Se rumorea que la propia Clinton prefería a Kerry para sustituirla en el cargo, por encima de la embajadora de la ONU, Susan Rice, considerada la favorita de Obama pero acribillada por los republicanos del Congreso debido a unos comentarios sobre Bengasi.

Como Kerry, Clinton nunca ha pertenecido al círculo cercano de Obama, lo que la ha convertido en ejecutora de políticas que en su mayoría se trazaban desde la Casa Blanca, con el importante matiz que les confería el carisma y la popularidad de la ex primera dama.

En ese sentido, es poco probable que la sustancia de la política exterior estadounidense cambie con Kerry en el Departamento de Estado, que ganará la experiencia de un senador que ha tratado con asuntos internacionales desde hace tres décadas.

Quienes conocen a Kerry recuerdan su gusto por las conversaciones largas y profundas, especialmente con líderes mundiales. Esa disposición le ha llevado a entablar relaciones valiosas en todo el mundo, y muchos en el Departamento de Estado creen que ese estilo de diplomacia "cara a cara" será ventajoso.

Si Kerry se crece en los diálogos con figuras de poder, Clinton ha tratado de poner énfasis en los contactos con ciudadanos de a pie de todos los países, reuniéndose con representantes de la sociedad civil en todos sus viajes al extranjero.

Según Dennis Ross, que fue enviado de EE UU para Oriente Medio en los primeros años del mandato de Obama, ese rasgo ha sido "toda una marca de la gestión" de Clinton, y dejará un "impacto" considerable en su legado, declaró al Washington Post.
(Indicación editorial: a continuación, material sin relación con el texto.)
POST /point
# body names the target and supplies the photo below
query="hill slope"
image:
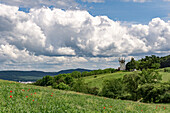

En comparación con Clinton, y recordando su importante fortuna, muchos estadounidenses ven aún a Kerry como una figura elitista y distante, los mismos rasgos que el ex presidente Goerge W. Bush le achacaba en la campaña presidencial de 2004.

Sea como sea, el senador de 69 años ha logrado un respaldo sin fisuras del Senado, que parece decidido a confirmarle para un puesto en el Gobierno, algo que desea desde hace una década.